Healthy People 2030 includes a wide range of objectives developed by workgroups made up of subject matter experts in specific topics. Most Healthy People objectives measure progress towards a target over time, but some aren’t measurable or have other limitations.
To learn about how objectives are related to Leading Health Indicators, Overall Health and Well-Being Measures, and the Healthy People 2030 vision, check out our Healthy People 2030 Objectives and Measures graphic.
Read on to learn more about the criteria for core, developmental, and research objectives and how an objective can evolve from one type to another throughout the decade.
Most Healthy People 2030 objectives are core, or measurable, objectives that are associated with targets for the decade. Core objectives reflect high-priority public health issues and are associated with evidence-based interventions.
Core objectives have valid, reliable, nationally representative data, including baseline data from no earlier than 2015. If applicable, they have a measure of variability. Data will be provided for core objectives for at least 3 time periods throughout the decade.
Over the course of the decade, we use data sources to track progress toward achieving core objectives, as follows:
- Baseline only: We don't yet have data beyond the initial baseline data, so we don't know if we've made progress.
- Target met or exceeded: We've achieved the target we set at the beginning of the decade.
- Improving: We're making progress toward meeting our target.
- Little or no detectable change: We haven't made progress or lost ground.
- Getting worse: We're farther from meeting our target than we were at the beginning of the decade.
Developmental objectives represent high-priority public health issues that are associated with evidence-based interventions but don’t yet have reliable baseline data.
Will developmental objectives become core Healthy People 2030 objectives?
Maybe. To become a core objective, a developmental objective needs reliable data. Over the course of the decade, the Federal Interagency Workgroup (FIW) — an interdisciplinary group of federal experts — will assess all developmental objectives to see if they meet core objective criteria.

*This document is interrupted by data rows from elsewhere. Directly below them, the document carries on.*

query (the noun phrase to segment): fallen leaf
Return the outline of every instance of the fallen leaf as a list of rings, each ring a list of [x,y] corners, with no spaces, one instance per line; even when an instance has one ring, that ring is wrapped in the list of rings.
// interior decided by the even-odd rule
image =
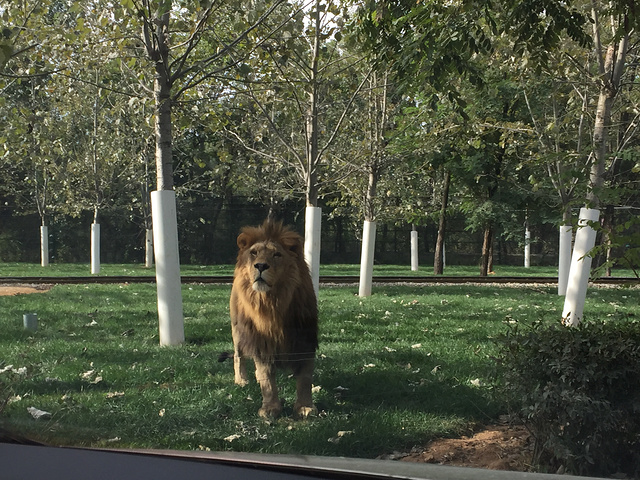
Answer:
[[[45,412],[44,410],[39,410],[39,409],[37,409],[35,407],[28,407],[27,411],[36,420],[40,420],[41,418],[51,418],[51,413]]]
[[[228,437],[224,437],[224,441],[225,442],[233,442],[234,440],[237,440],[239,438],[241,438],[242,435],[238,435],[237,433],[234,433],[233,435],[229,435]]]
[[[160,411],[158,412],[158,415],[160,415],[161,417],[164,417],[164,413],[166,412],[166,410],[164,408],[160,409]]]
[[[431,374],[435,375],[436,373],[438,373],[440,370],[442,369],[442,367],[440,365],[436,365],[435,367],[433,367],[433,369],[431,370]]]
[[[330,443],[338,443],[343,437],[351,435],[353,430],[340,430],[335,437],[327,439]]]
[[[473,385],[474,387],[481,387],[482,386],[482,382],[480,381],[479,378],[476,378],[474,380],[471,380],[471,385]]]

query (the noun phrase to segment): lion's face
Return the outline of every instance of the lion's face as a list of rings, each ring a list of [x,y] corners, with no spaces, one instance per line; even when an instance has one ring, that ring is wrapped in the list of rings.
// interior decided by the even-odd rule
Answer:
[[[244,275],[255,292],[266,293],[297,269],[292,252],[273,241],[257,242],[244,253]]]

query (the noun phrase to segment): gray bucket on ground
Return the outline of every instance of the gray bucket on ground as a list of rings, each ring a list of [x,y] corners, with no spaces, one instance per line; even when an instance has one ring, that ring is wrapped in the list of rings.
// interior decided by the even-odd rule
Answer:
[[[25,313],[22,316],[24,322],[24,328],[26,330],[36,331],[38,329],[38,314],[37,313]]]

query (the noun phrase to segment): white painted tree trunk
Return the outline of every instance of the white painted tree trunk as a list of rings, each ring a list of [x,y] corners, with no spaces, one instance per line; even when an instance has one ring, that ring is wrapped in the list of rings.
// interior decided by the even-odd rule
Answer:
[[[144,266],[153,267],[153,229],[147,228],[144,238]]]
[[[524,268],[531,267],[531,230],[529,222],[524,225]]]
[[[442,268],[447,268],[447,244],[442,242]]]
[[[596,231],[588,223],[596,222],[599,218],[600,210],[595,208],[580,209],[567,282],[567,294],[562,310],[562,322],[571,327],[577,326],[582,321],[592,260],[587,256],[587,253],[596,244]]]
[[[184,342],[176,196],[173,190],[151,192],[156,260],[160,345]]]
[[[309,265],[311,282],[316,292],[320,290],[320,230],[322,227],[322,208],[307,207],[304,217],[304,259]]]
[[[360,257],[360,288],[358,295],[371,295],[373,283],[373,257],[376,249],[376,222],[364,221],[362,228],[362,255]]]
[[[558,242],[558,295],[567,293],[569,270],[571,268],[571,240],[573,229],[571,225],[560,225]]]
[[[418,231],[411,230],[411,271],[418,271]]]
[[[91,224],[91,273],[100,273],[100,224]]]
[[[49,266],[49,227],[40,226],[40,265]]]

The FIW will carefully consider several factors, including the objective’s impact on health and how it relates to existing core objectives, in deciding if it will become core.
Research objectives represent public health issues with a high health or economic burden or significant disparities between population groups — but they aren't yet associated with evidence-based interventions.
Research objectives may also be added throughout the decade to address emerging issues.
Will research objectives become core Healthy People 2030 objectives?
Maybe. To become a core objective, a research objective needs reliable baseline data and associated evidence-based interventions. If a research objective evolves to meet these criteria, a Healthy People workgroup may propose to the FIW that it become a core objective.
As with developmental objectives, the FIW will carefully consider several factors, including the research objective’s impact on health and how it relates to existing core objectives, in deciding if it will become core.
How will I know about changes to objectives?
Healthy People 2030 objective tags make it easy for you to see when objectives were added, revised, archived, moved, or recategorized. Here's what each tag means:
This tag indicates that an objective was added to Healthy People 2030 within the last year.
This tag shows that an objective has been revised.
This tag shows that an objective has been retired from Healthy People 2030.
This tag shows that an objective has been transferred from one workgroup to another.
This tag shows that an objective has changed to a new objective type.